Investing in the stock market in September is usually difficult for Canadian stock market investors. This is a time of year in which there is a lot of volatility. The gold prices are currently reaching record levels. At the same time, the TSX remains to new highlights of all time.
From this letter, the S&P/TSX Composite Index has risen by almost 34% compared to its low point of 52 weeks. Despite the imminent risk of a major market correctionThe movement of the Canadian benchmark index in recent weeks is encouraging many to believe that this is the perfect time to invest in stock.
If you have a well -balanced portfolio, it doesn’t hurt to look at growthest. The only question is, what growth stocks will currently be good interests?
That is why we will discuss the growth stocks today with a relatively lower risks that you can consider adding to your self -driven investment portfolio.
Kineraxy
Kineraxy (TSX: KXS) is a $ 5.18 billion market-cap Canadian Company that offers software solutions for supply chain management and sales and operational planning. The technical shares have various software solutions that it offers in a software-as-a-service (SaaS) model. The Rapid Response product of the company is one of the many flagship offers that help customers streamline the activities and to meet the increasingly complex requirements of their respective industries.
The income of the company paints a clear picture of the potential it offers. It recently reported strong income in the second quarter of this tax year. The turnover on an annual basis increased by 15%. During this period it saw an increase of 270% in licenses for subscription period and the gross profit increased by 64%.
The company continues to develop more artificial intelligence opportunities to increase the business community even more. It currently acts for $ 183.29 per share.
Good health technologies
Good health technologies (TSX: well) is another exciting Canadian technical shares to consider. It is the only Canadian technical shares focused on healthcare. It is the owner and operator of a portfolio of first -line clinics, which provides solutions to digitize and improve healthcare systems through technology. The start of the Pandemie accelerated the rise of technology -based solutions for healthcare, and the company has maintained the momentum.

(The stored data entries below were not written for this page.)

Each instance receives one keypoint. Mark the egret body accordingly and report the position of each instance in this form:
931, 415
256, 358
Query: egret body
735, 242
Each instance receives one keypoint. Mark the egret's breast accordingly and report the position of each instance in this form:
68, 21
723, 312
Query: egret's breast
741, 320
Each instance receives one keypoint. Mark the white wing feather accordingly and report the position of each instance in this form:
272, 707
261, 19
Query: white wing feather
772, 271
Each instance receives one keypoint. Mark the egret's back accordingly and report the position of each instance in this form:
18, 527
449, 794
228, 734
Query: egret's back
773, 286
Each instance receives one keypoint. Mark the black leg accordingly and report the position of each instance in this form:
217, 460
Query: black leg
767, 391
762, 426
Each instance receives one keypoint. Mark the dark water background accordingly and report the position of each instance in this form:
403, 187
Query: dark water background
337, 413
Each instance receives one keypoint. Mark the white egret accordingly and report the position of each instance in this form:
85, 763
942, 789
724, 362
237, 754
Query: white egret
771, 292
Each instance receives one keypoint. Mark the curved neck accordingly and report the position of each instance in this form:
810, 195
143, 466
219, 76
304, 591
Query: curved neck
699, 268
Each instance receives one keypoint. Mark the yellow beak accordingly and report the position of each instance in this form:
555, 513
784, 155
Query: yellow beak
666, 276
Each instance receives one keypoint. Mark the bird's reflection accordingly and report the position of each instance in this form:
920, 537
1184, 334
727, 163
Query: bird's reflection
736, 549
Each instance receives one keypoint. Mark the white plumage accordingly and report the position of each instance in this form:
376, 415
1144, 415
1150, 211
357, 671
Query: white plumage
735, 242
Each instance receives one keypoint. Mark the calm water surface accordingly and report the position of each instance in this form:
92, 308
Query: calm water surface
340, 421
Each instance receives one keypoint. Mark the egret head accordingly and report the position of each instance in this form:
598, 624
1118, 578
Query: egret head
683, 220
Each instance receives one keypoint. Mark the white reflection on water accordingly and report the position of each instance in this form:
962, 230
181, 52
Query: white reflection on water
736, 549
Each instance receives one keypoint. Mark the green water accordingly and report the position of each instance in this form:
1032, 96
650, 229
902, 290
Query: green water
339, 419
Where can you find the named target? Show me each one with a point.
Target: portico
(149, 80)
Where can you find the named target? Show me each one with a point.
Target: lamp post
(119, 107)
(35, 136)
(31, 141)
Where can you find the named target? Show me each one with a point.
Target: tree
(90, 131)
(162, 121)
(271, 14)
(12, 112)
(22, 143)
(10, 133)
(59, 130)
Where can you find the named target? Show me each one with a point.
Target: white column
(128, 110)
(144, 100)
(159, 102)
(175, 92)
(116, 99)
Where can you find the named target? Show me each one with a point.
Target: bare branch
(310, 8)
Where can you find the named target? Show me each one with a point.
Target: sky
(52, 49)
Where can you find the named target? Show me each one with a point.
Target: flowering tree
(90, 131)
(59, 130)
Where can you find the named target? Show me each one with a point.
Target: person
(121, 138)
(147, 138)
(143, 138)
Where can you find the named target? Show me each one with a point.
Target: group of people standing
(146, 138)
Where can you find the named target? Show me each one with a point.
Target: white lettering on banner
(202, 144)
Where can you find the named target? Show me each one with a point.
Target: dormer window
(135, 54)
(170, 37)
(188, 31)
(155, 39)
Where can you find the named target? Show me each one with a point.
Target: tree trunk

The turnover of Well Health has increased by more than 1,700% in 2024 in the last five years. In his most recent quarter, the health of sales saw 57% increase and the free cash flow rose by 34%. The company is well positioned to grow its clinics portfolio in Canada.
At the moment, Well Health Stock Trades for $ 4.94 per share.
Fool
When it comes to investing in growth stocks, there are numerous high -quality options to consider for your Tax -free savings account (TFSA). Kinaxis shares, although it has its risks, investors offers a solid long-term growth potential. The high-quality SaaS model that meets a growing demand can become a good growth story. Well, health supply can be a good investment if you can tolerate a greater degree of risk for the potential of high rewards.
That said, it is important to remember that investing stock market investment is inherently risky. I recommend going in growing -oriented investments after taking measures to protect your capital with defensive investments diversified into various sharing effects.